Doing a bitwise operation on bytes

Question

I got two objects, a and b, each containing a single byte in a bytes object.

I am trying to do a bitwise operation on this to get the two most significant bits (big-endian, so to the left).

a = sock.recv(1)
b = b'\xc0'
c = a & b

However, it angrily spits a TypeError in my face.

Traceback (most recent call last):
  File "<stdin>", line 1, in <module>
TypeError: unsupported operand type(s) for &: 'bytes' and 'bytes'

Is there any way I can perform an AND operation on the two bytes without having to think of the host system's endianness?

Answer 1

A bytes sequence is an immutable sequence of integers (like a tuple of numbers). Unfortunately, bitwise operations are not defined on them—regardless of how much sense it would make to have them on a sequence of bytes.

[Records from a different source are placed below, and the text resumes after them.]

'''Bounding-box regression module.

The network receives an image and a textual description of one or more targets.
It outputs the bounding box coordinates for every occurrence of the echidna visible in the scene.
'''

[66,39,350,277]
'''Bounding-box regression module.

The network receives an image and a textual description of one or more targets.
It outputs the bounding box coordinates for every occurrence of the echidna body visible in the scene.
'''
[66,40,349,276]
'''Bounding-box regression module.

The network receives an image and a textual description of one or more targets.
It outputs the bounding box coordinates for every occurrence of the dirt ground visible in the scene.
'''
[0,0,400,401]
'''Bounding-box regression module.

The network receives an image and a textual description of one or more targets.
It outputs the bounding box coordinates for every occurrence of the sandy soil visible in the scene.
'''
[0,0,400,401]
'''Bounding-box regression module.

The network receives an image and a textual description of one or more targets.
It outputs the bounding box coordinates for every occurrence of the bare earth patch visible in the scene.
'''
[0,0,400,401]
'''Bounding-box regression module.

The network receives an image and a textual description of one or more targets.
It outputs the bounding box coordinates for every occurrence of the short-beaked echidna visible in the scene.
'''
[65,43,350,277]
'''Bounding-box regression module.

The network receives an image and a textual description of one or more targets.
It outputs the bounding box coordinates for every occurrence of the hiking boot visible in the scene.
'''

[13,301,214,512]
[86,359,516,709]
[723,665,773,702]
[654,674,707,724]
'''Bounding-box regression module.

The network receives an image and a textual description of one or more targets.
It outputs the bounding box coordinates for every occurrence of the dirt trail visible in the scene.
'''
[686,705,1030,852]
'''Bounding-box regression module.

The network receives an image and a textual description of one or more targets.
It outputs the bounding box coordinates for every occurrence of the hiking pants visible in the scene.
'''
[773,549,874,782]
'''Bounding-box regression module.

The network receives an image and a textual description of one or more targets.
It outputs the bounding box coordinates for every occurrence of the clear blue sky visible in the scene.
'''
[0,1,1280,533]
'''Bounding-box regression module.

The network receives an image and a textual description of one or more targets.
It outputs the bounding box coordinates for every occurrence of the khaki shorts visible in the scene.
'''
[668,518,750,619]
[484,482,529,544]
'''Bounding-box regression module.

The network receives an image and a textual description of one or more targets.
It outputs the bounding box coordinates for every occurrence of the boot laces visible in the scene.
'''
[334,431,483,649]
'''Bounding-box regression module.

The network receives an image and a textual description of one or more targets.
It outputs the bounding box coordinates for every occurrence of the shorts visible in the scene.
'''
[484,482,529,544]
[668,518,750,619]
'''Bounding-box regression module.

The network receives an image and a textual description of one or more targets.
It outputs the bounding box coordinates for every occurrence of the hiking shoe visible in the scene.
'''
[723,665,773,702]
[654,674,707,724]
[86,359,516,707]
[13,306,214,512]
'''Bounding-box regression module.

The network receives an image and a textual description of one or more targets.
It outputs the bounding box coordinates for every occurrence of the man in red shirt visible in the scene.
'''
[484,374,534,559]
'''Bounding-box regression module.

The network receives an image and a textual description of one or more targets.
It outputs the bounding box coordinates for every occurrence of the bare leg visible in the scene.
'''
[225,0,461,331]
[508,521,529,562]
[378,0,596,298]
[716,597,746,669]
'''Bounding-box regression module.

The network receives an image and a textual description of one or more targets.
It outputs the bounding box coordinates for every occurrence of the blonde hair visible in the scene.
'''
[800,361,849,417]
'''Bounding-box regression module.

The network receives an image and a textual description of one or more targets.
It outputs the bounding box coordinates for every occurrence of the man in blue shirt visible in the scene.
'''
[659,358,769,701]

So you will have to go the manual route and run the operation on the bytes individually. As you only have a single byte each, it’s really simple to do so though. For the same reason you also don’t need to care about endianness, as that’s only applicable when talking about multiple bytes.

So, you could do it like this:

>>> a, b = b'\x12', b'\x34'
>>> bytes([a[0] & b[0]])
b'\x10'

Answer 2

A more general answer

def andbytes(abytes, bbytes):
    return bytes([a & b for a, b in zip(abytes[::-1], bbytes[::-1])][::-1])

Though IMO pyhon bytes objects should aready do this....

Answer 3

If you have a large byte string, it will be more efficient to use

c = (int.from_bytes(a, 'big') & int.from_bytes(b, 'big')).to_bytes(max(len(a), len(b)), 'big')

thanks, @Eryk Sun